25 febbraio 2016 – ieri ndr – sarà ricordata come data in cui non si è parlato d’altro che di #petaloso e Facebook Reactions. Ecco, se del primo argomento ogni probiviro ha già espresso il suo parere, le faccine emozionali hanno catturato il mio interesse non tanto in termini di novità, quanto di “reaction” di un qualsiasi social media manager.
Mark, perché?
Sono abbastanza sicuro ci sia una motivazione sotto questa rivoluzione del trittico “Mi piace, Commenta, Condividi” e che non sia riconducibile solo al voler dare la possibilità a ogni utente di esprimere più stati d’animo. Probabilmente non sarà immediato, ma è facile prevedere che il cambiamento prenderà il sopravvento anche sull’impostazione delle campagne sponsorizzate su Facebook, e provo ora a immaginare se questa (non) notizia possa spaventare maggiormente un’agenzia di comunicazione che gestisce l’immagine di un brand o il brand stesso. Mi spiego.
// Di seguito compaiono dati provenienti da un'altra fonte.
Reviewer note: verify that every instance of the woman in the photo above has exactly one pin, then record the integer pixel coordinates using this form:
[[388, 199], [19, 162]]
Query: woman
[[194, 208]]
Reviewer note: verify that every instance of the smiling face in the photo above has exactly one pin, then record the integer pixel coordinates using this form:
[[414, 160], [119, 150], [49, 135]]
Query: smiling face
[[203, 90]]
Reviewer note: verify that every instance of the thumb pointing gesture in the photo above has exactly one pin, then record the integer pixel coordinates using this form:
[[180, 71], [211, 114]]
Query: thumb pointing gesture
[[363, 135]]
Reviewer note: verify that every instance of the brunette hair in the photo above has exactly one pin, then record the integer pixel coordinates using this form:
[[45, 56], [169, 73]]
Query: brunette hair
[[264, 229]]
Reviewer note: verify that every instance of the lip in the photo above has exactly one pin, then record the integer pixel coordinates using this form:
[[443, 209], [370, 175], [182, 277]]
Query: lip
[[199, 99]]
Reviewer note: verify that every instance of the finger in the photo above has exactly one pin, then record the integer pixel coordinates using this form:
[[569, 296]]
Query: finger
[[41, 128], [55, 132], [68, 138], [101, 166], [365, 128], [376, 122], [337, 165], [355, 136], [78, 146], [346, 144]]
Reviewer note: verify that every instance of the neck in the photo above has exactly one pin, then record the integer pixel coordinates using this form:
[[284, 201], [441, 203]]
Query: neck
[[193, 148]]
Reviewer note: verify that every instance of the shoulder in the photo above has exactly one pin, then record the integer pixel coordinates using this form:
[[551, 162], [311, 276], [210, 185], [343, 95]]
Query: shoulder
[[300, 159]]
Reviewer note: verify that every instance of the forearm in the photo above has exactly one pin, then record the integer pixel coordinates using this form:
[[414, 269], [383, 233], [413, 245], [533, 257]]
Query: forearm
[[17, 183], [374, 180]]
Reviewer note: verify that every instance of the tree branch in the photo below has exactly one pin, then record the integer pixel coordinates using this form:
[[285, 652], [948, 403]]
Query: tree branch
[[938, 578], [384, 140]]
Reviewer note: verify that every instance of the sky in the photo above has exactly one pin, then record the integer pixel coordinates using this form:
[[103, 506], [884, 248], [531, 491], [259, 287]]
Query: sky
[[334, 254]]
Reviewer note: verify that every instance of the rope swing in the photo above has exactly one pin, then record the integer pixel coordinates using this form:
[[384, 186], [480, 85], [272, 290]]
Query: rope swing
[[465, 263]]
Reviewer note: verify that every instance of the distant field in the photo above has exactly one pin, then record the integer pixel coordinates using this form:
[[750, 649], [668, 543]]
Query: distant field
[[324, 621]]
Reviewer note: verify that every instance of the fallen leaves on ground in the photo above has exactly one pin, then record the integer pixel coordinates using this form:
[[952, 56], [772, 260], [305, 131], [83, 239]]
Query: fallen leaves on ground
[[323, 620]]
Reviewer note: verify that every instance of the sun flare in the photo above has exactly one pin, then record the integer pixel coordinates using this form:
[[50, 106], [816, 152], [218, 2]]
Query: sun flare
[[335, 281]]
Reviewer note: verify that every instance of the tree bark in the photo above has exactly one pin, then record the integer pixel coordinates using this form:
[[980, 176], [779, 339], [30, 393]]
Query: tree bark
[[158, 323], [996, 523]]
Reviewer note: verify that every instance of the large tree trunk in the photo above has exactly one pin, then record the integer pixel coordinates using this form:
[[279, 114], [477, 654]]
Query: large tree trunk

Il like, o meglio il numero di like a un post o a una fanpage non è solo il termometro del gradimento di un contenuto o di una pagina. È l’unità di misura con la quale un buon social media manager capisce se il prezzo che sta pagando è giusto o sbagliato – vedi “costo per Mi piace sulla Pagina”.
Love, Haha, Wow, Sigh, Grrr
Mi metto nei panni di un’azienda che deve fare un investimento – che sarebbe poi anche il mestiere dell’agenzia – come dovrei interpretare queste “reactions”? Numericamente valgono quanto un mi piace ma un Sigh o un Grrr potrebbero avvicinarsi molto a quel “Non mi piace” che mai arriverà su Facebook, mi auguro. Ergo, se prima un utente poteva semplicemente ignorare un post sponsorizzato che non era di suo interesse, ora può manifestare la sua perplessità a scapito dell’investimento messo nella campagna dal brand. Mmm, questa è la mia reaction.
Come si può vedere nello screenshot del post pubblicato da Mark Zuckerberg sul suo profilo personale, abbiamo un chiaro conteggio di ogni voce, consultabile anche singolarmente, per comprendere attraverso un profondo lavoro di analisi a chi, di fatto, è piaciuto o meno il nostro post.
Per questo motivo mettere in piedi una campagna sponsorizzata su Facebook non può e non deve essere fatto da mani inesperte o nei ritagli di tempo di chi è impiegato in altre mansioni. Il ragionamento deve per forza essere ancora più approfondito, in attesa degli ulteriori (e inevitabili) aggiornamenti e anche delle vittime illustri che ogni giorno vanno ad aggiungersi ai social media epic fails.